In September 2011, Labovitz was sentenced to six months in prison for failing to pay income and Federal Insurance Contribution Act taxes for Connections Newspapers LLC for a six-month period in 2007. The June 2013 civil judgment against Labovitz covered $2 million in unpaid federal taxes withheld from the wages of employees of DCI Publishing and Connection Publishing over multiple periods between 1998 and 2000, per court documents.

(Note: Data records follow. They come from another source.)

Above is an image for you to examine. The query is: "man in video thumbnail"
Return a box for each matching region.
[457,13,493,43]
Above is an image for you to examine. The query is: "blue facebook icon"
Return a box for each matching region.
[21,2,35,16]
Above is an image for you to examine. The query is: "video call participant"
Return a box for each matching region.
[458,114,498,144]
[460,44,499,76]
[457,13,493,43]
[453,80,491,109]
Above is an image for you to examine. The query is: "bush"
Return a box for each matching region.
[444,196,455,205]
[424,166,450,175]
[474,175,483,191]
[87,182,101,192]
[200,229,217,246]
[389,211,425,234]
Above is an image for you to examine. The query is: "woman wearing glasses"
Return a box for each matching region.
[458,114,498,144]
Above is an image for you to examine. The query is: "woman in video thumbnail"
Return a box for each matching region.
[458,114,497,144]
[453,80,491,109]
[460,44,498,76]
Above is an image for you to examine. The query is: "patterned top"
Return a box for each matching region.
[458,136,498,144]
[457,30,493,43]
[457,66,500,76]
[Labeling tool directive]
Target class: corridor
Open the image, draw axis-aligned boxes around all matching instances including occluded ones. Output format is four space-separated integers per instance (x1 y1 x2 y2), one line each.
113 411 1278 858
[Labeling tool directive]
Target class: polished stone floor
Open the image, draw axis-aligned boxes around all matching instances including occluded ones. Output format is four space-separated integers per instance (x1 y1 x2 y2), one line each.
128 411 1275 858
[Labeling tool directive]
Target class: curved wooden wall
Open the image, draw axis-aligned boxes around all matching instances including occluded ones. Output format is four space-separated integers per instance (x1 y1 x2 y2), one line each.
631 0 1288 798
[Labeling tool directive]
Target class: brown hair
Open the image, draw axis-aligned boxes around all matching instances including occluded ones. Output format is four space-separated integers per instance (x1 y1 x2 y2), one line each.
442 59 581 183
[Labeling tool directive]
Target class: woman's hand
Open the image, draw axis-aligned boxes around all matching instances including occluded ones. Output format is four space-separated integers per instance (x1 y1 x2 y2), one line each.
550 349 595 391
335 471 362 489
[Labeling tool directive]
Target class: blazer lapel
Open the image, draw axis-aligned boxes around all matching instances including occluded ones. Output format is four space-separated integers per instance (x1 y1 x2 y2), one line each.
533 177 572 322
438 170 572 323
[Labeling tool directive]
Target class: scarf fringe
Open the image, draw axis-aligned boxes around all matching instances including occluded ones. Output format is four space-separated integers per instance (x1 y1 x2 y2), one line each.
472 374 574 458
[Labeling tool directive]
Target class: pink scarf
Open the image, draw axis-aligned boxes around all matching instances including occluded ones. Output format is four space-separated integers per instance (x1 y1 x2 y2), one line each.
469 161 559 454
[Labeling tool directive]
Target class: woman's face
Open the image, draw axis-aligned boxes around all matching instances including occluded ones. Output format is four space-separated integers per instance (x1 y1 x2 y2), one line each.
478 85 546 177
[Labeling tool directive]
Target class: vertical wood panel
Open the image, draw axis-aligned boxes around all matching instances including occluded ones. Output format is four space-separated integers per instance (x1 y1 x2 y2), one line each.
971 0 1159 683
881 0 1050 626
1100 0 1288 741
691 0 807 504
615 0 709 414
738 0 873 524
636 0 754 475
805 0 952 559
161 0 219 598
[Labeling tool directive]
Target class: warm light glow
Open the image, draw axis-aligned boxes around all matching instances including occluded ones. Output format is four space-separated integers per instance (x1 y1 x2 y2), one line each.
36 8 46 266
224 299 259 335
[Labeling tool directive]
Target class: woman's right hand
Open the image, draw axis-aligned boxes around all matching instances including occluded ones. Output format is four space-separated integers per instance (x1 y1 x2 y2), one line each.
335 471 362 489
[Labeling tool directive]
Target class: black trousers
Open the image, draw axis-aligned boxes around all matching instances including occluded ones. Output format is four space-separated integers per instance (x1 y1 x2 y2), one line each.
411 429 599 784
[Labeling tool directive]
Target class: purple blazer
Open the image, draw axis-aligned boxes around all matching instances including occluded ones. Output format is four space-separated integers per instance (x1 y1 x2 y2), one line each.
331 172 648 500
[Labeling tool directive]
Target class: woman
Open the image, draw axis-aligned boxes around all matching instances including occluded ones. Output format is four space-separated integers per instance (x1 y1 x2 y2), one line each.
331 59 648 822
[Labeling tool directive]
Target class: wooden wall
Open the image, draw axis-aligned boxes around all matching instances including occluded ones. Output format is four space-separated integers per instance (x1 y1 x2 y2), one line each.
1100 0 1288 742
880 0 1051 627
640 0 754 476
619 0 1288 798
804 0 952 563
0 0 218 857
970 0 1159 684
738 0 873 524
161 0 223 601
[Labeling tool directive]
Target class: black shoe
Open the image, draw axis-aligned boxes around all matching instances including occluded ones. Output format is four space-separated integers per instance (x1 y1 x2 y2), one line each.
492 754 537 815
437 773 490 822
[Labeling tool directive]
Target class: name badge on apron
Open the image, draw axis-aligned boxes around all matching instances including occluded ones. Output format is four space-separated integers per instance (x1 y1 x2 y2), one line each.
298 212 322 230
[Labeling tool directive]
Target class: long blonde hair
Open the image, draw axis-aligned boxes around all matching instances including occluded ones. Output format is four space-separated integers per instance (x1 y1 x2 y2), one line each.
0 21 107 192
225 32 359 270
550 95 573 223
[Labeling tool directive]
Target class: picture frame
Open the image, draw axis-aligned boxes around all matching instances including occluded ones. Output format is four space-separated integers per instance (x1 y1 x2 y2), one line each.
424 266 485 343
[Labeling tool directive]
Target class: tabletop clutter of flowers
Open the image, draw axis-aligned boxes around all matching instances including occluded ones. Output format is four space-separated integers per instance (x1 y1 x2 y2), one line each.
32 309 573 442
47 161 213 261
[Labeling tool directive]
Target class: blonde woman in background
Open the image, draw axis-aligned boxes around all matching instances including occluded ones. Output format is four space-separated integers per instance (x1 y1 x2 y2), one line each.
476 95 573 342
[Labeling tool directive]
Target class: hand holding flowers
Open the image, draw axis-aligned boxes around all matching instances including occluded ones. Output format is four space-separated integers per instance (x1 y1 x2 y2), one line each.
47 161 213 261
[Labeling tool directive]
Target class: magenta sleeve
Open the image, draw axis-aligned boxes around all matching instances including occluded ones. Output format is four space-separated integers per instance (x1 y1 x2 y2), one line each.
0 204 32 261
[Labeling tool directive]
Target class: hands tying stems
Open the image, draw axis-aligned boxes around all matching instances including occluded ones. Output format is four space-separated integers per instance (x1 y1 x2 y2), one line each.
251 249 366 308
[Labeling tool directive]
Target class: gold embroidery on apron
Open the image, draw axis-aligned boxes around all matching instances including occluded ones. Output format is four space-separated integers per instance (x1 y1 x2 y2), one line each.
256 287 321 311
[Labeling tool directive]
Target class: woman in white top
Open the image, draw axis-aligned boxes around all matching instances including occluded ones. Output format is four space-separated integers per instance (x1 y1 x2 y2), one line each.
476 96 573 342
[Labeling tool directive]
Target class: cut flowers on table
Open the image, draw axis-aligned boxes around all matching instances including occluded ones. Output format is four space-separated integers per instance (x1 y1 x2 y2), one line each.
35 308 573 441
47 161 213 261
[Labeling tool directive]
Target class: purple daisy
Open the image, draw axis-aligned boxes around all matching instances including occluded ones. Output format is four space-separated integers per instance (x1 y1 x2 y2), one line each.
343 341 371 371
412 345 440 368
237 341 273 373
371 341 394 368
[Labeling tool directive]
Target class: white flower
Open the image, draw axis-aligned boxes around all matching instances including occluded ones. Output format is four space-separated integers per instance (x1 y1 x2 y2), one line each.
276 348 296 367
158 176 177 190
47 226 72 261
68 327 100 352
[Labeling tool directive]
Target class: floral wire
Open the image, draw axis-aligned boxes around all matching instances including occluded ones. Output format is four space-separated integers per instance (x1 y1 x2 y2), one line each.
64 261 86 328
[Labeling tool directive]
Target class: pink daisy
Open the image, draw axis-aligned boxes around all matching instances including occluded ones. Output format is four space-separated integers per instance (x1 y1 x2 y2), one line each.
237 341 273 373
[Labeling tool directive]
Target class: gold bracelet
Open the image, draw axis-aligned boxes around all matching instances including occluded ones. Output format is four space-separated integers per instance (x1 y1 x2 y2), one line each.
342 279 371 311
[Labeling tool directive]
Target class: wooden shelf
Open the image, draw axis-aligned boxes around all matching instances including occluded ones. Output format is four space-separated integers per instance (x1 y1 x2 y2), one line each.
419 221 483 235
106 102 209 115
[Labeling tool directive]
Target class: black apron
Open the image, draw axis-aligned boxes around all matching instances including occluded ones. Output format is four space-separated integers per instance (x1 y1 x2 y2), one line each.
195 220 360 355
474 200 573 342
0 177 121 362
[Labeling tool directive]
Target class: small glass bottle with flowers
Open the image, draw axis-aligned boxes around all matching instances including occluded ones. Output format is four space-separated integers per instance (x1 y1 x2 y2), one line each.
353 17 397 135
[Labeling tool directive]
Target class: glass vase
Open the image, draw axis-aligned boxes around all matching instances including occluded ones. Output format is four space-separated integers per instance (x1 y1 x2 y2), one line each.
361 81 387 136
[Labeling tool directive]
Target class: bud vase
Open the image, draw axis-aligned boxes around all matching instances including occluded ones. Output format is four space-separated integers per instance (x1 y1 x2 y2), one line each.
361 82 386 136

With "statutory accruals," that judgment had climbed to $3.002 million as of June 30, 2023, according to court records.
DOJ lawyers have repeatedly argued in recent court filings that Labovitz “orchestrated a series of fraudulent conveyances and nominee transactions to obstruct, hinder, and delay the collection of his tax liabilities” and to “prevent the United States from foreclosing on his property interests to satisfy the tax liabilities underlying the judgment.”
The government has proposed converting the Chapter 11 bankruptcy to Chapter 7, though that motion has been stayed due to the federal shutdown. “Absent an appropriation, Department of Justice attorneys are prohibited from working, even on a voluntary basis, except in very limited circumstances,” the DOJ wrote in its Oct. 7 motion to stay the conversion.